そして何度回っても全部を確かめきることはできません。点検の目標は穴をゼロにすることではなく、どれくらいの危険が残っているかを知ったうえで世に出すことです。知らずに出すことと知って出すことは、まったく違う状態です。

3もう少し正確に

レッドチーミングという言葉は、セキュリティと軍事訓練から来ています。守る側をブルーチーム、攻める側をレッドチームに分けて競わせた方式から名前を借りたものです。ソフトウェアのセキュリティで行う侵入試験と似ていますが、違う点もあります。

いちばんの違いは、対象がコードの穴ではなく言葉と判断だという点です。成功と失敗の境目があいまいで、同じ事例でも人によって判定が分かれ、同じ試みが毎回同じ結果になるとも限りません。そのため一度通ったことだけで結論を出さず、何度も繰り返して通る割合を見ます。判定基準をあらかじめ書いておくことも点検の一部です。

たとえがずれる点もあります。家は扉と窓の数が決まっていて、その気になれば全部見て回れますが、言葉で入ってくる道は数え切れないほど多く、全部確かめるということ自体が成り立ちません。家は一度直せばその場所は直ったままですが、モデルは別のところを手入れしているうちに、前にふさいだ場所がまた開いてしまうことがあります。そして家の点検は一人でしてもかまいませんが、AIの点検は背景の異なる複数の人が見てこそ、それぞれ違う穴が現れます。

4やってみる

5よくある誤解

  • レッドチーミングはハッキングだと思われがちですが、実際には範囲とルールを先に合意して行う点検で、見つけた内容を直す側へ渡すところまでが一つのまとまりです。

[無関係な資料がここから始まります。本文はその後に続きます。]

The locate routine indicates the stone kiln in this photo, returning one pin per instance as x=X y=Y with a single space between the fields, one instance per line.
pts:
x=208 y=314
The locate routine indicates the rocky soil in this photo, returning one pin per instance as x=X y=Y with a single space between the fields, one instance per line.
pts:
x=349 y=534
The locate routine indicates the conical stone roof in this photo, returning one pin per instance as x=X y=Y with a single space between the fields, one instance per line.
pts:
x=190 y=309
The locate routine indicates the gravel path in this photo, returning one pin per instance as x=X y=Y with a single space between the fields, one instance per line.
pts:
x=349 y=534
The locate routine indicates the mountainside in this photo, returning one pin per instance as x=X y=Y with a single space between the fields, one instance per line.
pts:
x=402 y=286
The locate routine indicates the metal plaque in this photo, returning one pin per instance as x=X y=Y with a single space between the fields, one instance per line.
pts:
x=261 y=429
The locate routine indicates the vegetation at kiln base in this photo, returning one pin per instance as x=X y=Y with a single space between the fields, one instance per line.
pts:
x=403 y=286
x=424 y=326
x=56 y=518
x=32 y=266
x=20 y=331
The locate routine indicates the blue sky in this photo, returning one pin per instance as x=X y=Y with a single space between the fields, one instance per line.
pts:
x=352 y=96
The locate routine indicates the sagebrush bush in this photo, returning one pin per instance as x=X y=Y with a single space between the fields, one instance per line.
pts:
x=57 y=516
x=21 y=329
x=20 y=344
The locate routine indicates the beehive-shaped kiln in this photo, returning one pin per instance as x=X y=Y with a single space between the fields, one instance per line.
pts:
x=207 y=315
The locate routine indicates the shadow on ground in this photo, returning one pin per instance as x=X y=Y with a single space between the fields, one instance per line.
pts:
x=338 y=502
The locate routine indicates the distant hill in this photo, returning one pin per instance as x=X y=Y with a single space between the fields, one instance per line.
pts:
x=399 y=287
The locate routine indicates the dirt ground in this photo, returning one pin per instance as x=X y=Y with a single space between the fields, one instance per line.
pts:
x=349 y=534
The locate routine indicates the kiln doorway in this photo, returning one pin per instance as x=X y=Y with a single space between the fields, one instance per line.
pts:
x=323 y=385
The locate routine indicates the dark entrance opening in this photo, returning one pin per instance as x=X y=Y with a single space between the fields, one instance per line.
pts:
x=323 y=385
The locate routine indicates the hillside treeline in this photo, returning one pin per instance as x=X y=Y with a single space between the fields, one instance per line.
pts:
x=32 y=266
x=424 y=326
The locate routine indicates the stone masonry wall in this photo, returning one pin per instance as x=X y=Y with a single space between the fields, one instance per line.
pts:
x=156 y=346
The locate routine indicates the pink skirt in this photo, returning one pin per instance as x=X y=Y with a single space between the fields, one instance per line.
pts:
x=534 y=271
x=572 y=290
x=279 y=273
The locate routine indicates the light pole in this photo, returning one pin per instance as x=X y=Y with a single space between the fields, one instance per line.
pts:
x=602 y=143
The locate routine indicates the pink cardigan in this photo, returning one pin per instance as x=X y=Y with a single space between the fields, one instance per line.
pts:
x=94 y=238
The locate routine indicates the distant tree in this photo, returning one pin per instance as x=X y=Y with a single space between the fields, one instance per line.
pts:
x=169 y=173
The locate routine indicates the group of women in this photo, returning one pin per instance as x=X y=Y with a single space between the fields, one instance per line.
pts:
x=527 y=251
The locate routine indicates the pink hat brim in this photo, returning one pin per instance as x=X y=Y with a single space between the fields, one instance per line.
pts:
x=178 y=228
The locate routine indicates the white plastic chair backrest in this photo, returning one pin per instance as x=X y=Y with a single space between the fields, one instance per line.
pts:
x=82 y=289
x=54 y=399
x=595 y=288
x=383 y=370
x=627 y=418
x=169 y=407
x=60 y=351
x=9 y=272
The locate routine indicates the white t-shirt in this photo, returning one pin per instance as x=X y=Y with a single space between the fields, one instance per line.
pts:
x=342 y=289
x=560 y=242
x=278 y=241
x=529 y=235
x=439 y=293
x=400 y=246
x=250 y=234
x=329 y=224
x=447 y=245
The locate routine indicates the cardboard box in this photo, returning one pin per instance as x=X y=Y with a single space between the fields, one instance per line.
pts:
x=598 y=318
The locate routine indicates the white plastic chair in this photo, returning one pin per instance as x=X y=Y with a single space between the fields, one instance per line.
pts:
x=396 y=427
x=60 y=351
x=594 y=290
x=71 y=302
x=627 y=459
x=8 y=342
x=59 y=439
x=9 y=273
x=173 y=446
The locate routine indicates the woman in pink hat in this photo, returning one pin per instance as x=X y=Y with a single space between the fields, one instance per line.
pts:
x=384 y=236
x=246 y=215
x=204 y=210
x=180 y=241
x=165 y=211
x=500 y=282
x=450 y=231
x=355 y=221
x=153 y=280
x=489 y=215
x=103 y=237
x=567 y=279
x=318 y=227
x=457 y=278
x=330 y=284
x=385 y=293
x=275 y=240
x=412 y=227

  • 一度大がかりに行えば終わると思われがちですが、実際にはモデルや機能が変わるたびにふさいだ場所がまた開くので、繰り返す必要があります。

  • 突破できた事例をたくさん見つけるほど良い点検だと思われがちですが、実際にはどんな種類をそもそも見落としているか、カバーする範囲を広げるほうが大切です。

7ひとこと要約

つまりレッドチーミングは世に出す前に狙う側の目で一周見て回ることで、残る危険を知らないままではなく知ったうえで世に出そうとするものです。